If you can’t look at something that you’re doing honestly and say, ‘This thing isn’t good enough’ or ‘This isn’t what we want,’ and ‘We need to make a change.’ If you can’t do that yourself, then you’re not adapting. You’re not going to evolve in a way that’s going to constantly deliver exciting experiences for your fans.
“Development is a journey,” co-studio head David Vonderhaar added.
We try a lot of different ideas and a lot of different things. The game that we are making has evolved over time, and that’s just a part of development. I can’t remember a single game that we’ve made that hasn’t had a dramatic change in the prototyping stage. That’s what prototyping is for. You prototype ideas; some of them work out great, some of them don’t work out great and you pivot. You find a new idea [and] focus on that. We follow the fun.
It’s hard not to see their side on this story. As much as I love the Call of Duty single-player campaign, it is a feature that requires an absurd amount of time and effort to craft for a week’s worth of attention. Call of Duty has always had legs to stand on for months after it launches thanks to the multiplayer and zombies aspect of its structure, and devoting more resources to that isn’t a risky move at all.

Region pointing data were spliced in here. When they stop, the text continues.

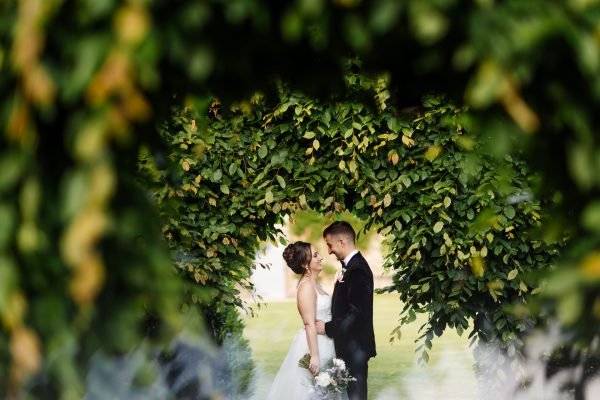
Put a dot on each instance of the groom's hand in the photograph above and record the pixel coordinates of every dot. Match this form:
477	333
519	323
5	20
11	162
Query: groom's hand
320	327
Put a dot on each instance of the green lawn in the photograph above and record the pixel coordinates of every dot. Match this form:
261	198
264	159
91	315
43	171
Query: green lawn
393	374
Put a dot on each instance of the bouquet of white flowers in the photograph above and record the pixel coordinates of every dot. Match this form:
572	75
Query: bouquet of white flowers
332	380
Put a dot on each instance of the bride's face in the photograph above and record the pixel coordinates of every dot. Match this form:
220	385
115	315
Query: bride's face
315	261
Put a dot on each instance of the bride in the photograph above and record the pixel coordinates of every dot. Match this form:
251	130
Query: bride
293	382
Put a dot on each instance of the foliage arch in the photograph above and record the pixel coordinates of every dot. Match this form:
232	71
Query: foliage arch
461	243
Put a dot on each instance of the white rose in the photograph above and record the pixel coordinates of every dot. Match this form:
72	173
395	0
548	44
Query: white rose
339	363
323	379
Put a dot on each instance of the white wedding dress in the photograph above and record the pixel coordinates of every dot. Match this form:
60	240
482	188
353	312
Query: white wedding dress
293	382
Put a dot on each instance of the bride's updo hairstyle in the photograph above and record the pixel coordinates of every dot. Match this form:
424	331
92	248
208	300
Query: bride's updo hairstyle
297	256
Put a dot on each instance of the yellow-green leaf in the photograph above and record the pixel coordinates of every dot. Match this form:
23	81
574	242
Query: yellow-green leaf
387	200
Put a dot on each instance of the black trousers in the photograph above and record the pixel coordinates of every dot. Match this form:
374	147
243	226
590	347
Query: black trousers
357	390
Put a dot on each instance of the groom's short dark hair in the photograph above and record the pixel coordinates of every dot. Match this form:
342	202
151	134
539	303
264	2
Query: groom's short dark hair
340	228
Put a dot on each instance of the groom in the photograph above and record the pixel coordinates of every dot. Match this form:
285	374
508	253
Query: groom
351	326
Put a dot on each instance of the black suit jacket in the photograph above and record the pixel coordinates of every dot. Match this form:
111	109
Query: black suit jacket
351	326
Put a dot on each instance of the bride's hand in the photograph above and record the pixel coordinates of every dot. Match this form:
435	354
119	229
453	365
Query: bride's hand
315	365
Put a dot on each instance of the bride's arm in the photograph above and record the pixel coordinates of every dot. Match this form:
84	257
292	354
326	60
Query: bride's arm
307	306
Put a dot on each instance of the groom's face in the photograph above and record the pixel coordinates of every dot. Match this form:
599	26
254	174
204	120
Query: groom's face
335	245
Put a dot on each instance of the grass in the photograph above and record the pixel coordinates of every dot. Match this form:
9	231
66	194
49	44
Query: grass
394	373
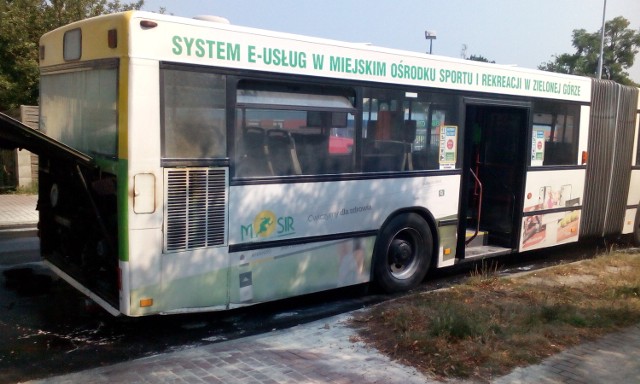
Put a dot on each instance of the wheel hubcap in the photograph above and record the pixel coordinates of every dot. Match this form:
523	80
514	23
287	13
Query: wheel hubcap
402	255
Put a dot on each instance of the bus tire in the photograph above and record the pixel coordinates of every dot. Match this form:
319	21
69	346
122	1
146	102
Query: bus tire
402	253
636	228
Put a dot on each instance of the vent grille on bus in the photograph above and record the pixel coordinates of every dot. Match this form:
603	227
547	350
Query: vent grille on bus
195	208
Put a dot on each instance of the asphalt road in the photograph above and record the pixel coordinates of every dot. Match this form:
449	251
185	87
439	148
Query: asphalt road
47	328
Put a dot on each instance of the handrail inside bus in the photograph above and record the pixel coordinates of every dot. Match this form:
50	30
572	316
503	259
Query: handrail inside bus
479	184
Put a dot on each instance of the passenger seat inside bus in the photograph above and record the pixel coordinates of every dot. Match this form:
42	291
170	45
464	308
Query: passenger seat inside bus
282	153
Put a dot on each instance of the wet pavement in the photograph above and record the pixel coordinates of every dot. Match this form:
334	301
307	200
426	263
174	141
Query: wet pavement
302	340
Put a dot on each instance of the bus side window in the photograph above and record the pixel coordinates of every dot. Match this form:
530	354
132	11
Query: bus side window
253	159
558	123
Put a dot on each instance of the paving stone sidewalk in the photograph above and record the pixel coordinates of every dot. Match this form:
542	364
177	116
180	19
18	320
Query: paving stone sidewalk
328	351
324	351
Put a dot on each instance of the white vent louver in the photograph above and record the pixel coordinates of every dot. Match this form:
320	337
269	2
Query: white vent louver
195	208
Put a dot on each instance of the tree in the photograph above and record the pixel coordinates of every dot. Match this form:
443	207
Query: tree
621	44
22	22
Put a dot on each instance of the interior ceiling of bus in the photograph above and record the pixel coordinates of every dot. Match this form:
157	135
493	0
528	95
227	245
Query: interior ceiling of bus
15	135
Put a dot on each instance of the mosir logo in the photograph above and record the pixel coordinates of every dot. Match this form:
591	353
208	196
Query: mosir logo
267	224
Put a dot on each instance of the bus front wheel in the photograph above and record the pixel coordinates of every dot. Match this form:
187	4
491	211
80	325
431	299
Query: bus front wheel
402	253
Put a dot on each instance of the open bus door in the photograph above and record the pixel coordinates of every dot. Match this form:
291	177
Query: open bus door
493	180
14	135
76	204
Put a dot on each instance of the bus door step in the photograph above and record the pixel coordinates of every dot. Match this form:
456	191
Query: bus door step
484	251
479	240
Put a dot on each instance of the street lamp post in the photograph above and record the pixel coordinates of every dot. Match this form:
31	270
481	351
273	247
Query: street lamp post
430	35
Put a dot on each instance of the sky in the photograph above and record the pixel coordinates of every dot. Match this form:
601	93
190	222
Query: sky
525	33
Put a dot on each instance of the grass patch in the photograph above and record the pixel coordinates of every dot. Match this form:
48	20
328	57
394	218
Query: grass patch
489	325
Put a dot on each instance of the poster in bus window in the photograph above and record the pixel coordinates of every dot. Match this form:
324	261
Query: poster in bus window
537	147
448	146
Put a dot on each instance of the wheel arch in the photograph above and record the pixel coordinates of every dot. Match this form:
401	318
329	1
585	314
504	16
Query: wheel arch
431	222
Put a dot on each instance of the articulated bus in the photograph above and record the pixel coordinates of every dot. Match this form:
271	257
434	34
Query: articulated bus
194	165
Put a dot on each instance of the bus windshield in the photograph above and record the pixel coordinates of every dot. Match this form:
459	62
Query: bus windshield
79	109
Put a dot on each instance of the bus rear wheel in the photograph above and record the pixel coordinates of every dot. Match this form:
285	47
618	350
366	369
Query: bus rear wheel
402	253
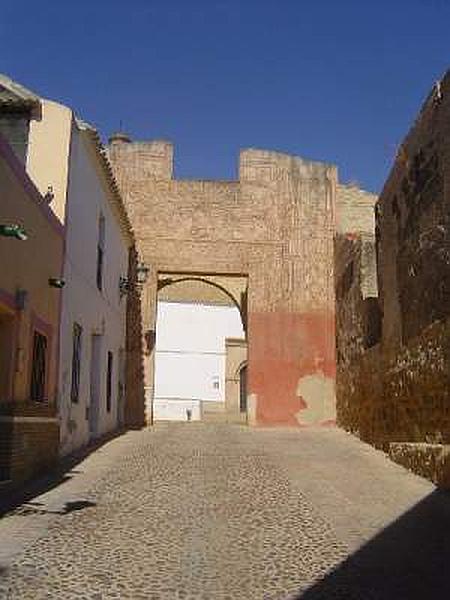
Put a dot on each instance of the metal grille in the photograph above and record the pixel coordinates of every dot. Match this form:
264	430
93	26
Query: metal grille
109	382
38	373
76	363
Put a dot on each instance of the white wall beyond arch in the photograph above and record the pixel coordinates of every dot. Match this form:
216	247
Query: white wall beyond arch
190	356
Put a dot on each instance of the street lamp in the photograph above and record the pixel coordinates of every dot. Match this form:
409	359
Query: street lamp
14	231
142	272
126	286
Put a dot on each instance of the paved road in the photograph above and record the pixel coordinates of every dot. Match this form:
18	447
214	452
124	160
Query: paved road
199	511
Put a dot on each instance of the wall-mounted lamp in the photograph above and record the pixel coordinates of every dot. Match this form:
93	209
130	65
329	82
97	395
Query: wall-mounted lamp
56	282
142	272
15	231
125	286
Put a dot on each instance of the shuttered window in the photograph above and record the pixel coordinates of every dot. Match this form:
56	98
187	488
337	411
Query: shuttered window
76	362
39	367
109	382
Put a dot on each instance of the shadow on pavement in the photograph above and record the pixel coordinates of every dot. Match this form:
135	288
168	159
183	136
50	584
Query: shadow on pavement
11	499
409	560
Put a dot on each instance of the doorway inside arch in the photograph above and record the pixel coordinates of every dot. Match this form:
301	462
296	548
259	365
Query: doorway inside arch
195	319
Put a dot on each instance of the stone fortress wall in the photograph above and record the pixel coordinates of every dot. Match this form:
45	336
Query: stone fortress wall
396	393
275	225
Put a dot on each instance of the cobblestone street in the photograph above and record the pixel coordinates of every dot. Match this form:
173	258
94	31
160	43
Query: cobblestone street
215	511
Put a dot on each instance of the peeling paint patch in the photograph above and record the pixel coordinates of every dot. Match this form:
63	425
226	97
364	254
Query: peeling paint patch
283	349
318	393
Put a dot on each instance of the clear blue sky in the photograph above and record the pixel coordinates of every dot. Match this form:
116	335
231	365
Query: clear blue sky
332	80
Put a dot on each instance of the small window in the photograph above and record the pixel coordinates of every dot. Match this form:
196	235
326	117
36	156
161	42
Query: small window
100	251
76	362
39	367
109	382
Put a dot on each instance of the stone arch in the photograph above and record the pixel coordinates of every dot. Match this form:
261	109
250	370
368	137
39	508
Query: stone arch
275	225
167	281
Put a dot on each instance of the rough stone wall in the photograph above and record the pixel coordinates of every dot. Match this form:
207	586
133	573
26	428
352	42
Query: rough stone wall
358	322
275	225
396	394
29	440
413	237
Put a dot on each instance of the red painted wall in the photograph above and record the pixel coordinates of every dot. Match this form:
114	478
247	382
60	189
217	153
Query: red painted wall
284	347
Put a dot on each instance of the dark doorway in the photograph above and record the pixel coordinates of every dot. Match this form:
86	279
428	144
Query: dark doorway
243	389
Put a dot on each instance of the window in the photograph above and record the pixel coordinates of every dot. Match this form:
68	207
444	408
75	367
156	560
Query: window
109	382
100	251
76	362
39	367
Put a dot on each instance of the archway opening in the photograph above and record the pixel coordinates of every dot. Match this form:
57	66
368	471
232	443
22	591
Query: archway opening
196	316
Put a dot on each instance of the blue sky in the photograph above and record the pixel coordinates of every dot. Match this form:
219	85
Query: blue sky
333	80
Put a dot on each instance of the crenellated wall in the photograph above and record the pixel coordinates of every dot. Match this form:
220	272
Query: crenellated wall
396	394
276	226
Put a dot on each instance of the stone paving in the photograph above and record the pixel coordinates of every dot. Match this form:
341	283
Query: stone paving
196	511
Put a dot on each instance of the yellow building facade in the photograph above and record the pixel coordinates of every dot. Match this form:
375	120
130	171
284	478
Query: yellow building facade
31	258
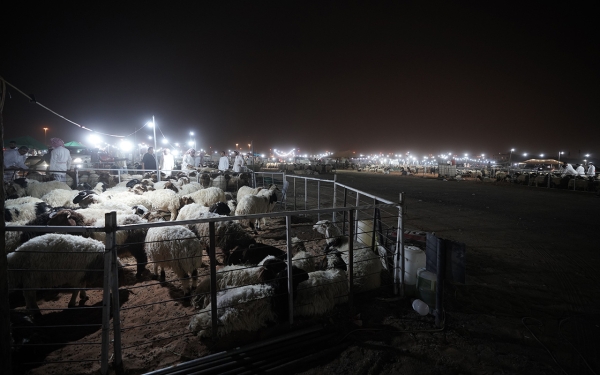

Will Black Ops IIII lose a few fans because it focuses on multiplayer far more than single-player? Absolutely, but it’s also going to retain and earn players with its new structure, thanks to modes such as Blackout being a new stab at something familiar. If you’re going to take something away from the formula, at least replace it with something that feels new and fresh.
Something that Blackout seems to be very capable of doing, from what I’ve seen so far.